Socrates, 470?-399 BC. No texts written by Socrates have survived or are alluded to by ancient authors; all that we know of him are from the writings of his students, mainly Plato (see above), and a few contemporaries. Socrates taught that the pursuit of knowledge was the highest virtue, and knowledge was best obtained through continuing questioning and dialog. He was no fan of democracy -- in the Phaedrus (where Socrates also condemns the written word as conveying only the "pretense of wisdom"), Socrates asks why, if we would not trust a man ignorant of horses to give us advice about horses, should we have confidence in a government composed of everyday people with no philosophic training in understanding good and evil -- yet Socrates, condemned by the Athenian democracy on charges of corrupting the youth of the city with his ideas, accepted its death sentence. Indeed, waiting in prison for thirty days for the return of the priest of Apollo from Delos (no death sentences could be carried out in his absence), Socrates refused an offer of escape and refuge made by his old friend Crito. Socrates explains in the Platonic dialog of that name that to evade the death sentence would be to put himself above the state, which as a critic of the state he had no desire to do. I. F. Stone (see below) argues that Socrates may also have wanted his death penalty carried out as a way of permanently shaming the democracy he hated. In any case, that was certainly the result: the death of Socrates by prescribed hemlock in 399 BC redounds as one of the worst cases in history of a dissident destroyed by government, all the worse because that government was the world's first known democracy.
Stone, I. F., 1907-1989. American gadfly journalist, and publisher of I. F. Stone's Weekly, 1953-1971. In semi-retirement, he taught himself to read ancient Greek, claimed that many extant translations of classical work were slightly off, and in 1988 published The Trial of Socrates.

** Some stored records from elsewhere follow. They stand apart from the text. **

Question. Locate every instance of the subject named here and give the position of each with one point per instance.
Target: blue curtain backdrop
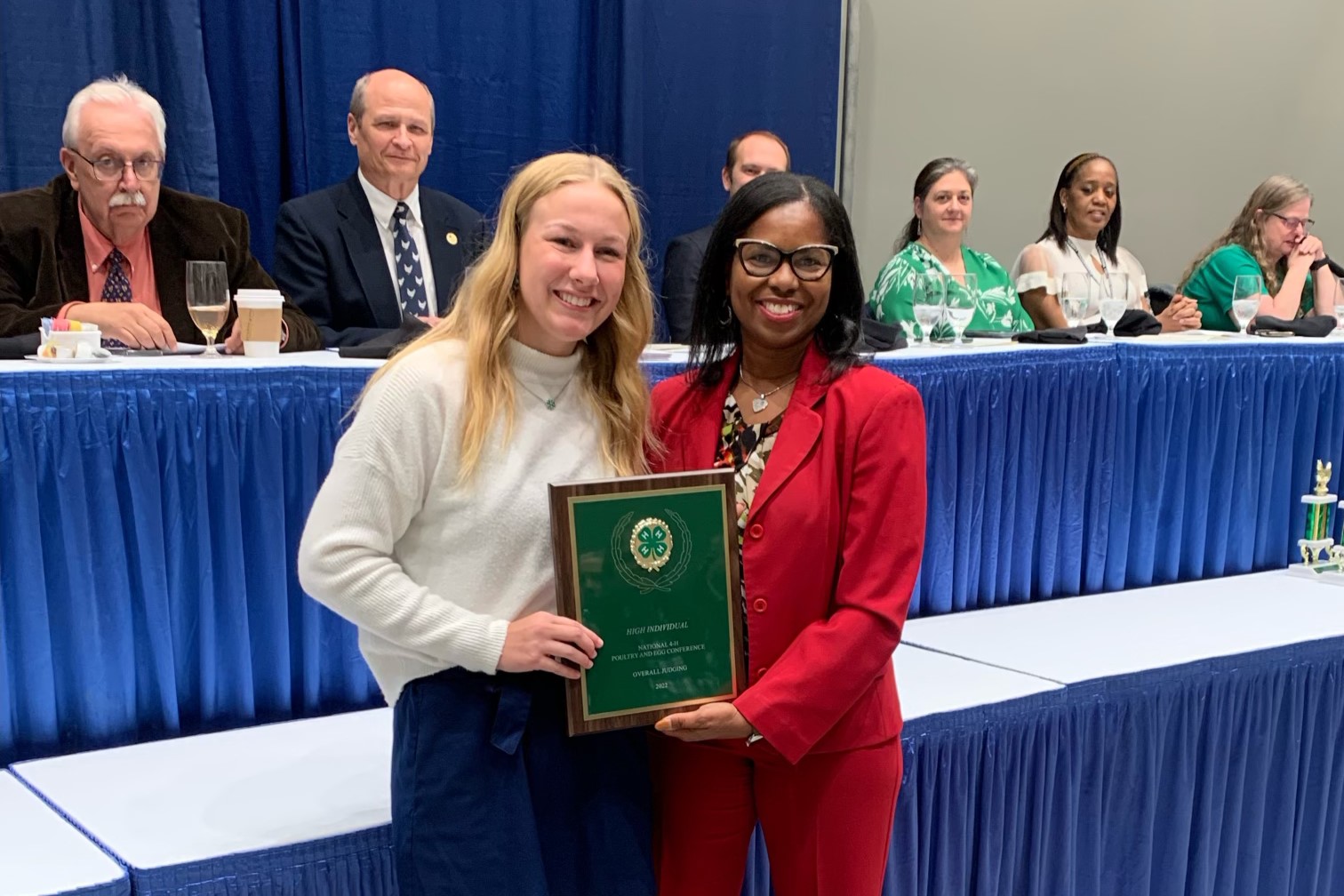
(256, 91)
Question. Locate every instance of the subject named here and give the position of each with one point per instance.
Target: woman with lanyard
(933, 242)
(829, 461)
(432, 535)
(1084, 238)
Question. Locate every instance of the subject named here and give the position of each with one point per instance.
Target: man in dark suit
(750, 156)
(107, 244)
(374, 250)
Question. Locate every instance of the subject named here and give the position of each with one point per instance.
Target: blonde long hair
(485, 312)
(1275, 194)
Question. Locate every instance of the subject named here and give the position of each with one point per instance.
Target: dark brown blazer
(44, 268)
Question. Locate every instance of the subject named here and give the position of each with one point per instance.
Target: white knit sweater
(430, 572)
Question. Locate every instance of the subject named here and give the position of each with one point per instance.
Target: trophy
(1322, 557)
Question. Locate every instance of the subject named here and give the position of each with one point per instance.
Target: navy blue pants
(491, 796)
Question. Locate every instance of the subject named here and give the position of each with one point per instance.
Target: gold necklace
(548, 402)
(760, 402)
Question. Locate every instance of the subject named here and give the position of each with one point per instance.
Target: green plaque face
(650, 564)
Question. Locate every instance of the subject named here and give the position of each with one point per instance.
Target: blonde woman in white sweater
(432, 533)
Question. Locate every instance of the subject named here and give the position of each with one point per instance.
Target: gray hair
(928, 176)
(356, 96)
(116, 91)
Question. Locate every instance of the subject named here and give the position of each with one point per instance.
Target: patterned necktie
(117, 289)
(410, 278)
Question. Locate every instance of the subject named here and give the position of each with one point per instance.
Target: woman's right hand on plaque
(542, 641)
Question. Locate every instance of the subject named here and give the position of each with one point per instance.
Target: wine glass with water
(207, 300)
(963, 297)
(1115, 301)
(931, 294)
(1247, 291)
(1076, 292)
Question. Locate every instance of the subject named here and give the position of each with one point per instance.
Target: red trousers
(827, 821)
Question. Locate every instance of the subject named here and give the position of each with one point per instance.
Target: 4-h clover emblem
(644, 554)
(651, 543)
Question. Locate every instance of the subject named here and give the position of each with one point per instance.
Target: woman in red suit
(829, 456)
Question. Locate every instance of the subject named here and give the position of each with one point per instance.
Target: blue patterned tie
(117, 289)
(410, 278)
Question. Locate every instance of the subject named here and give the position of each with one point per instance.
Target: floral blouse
(745, 448)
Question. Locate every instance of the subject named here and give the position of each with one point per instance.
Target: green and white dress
(997, 307)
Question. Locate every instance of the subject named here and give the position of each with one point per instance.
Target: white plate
(68, 360)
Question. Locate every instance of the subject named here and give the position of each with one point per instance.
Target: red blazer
(831, 552)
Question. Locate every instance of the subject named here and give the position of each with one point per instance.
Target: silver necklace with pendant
(761, 402)
(1101, 260)
(548, 402)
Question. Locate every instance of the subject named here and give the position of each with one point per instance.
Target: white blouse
(1044, 263)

Synesius of Cyrene, 370-414. Pupil of Hypatia (see above) and her devoted disciple. Christian Bishop of Ptolemais, 410-414. Synesius was earlier in Athens and Constantinople. His letters to Hypatia show a deep interest in science and invention, and a profound affection for Hypatia. One of this last letters to Hypatia, written in 413, reproaches her for not writing to him, and avers that, if she had, he would be “rejoicing at your happiness”. Whether or not his feelings for Hypatia were carnal, and whether or not they were consummated, is unknown.
"The Thirty," 404-403 BC. Athenian oligarchy, overthrew democracy and overthrown by democracy, in power for about a year. Buttressed by Spartan garrison. Plato's uncle (Charmides) and cousin (Critias) were among its members. Bitterly opposed by Alcibiades (see above) and Anytus (see above) -- and likely responsible for the former's murder. Socrates offered mild "civil disobedience" (as I. F. Stone puts it; see his account in The Trial of Socrates, and in Plato's Apology). Plato, in his Seventh Letter, says he was invited to join The Thirty, was at first tempted, but was soon disenchanted (see Stone for details).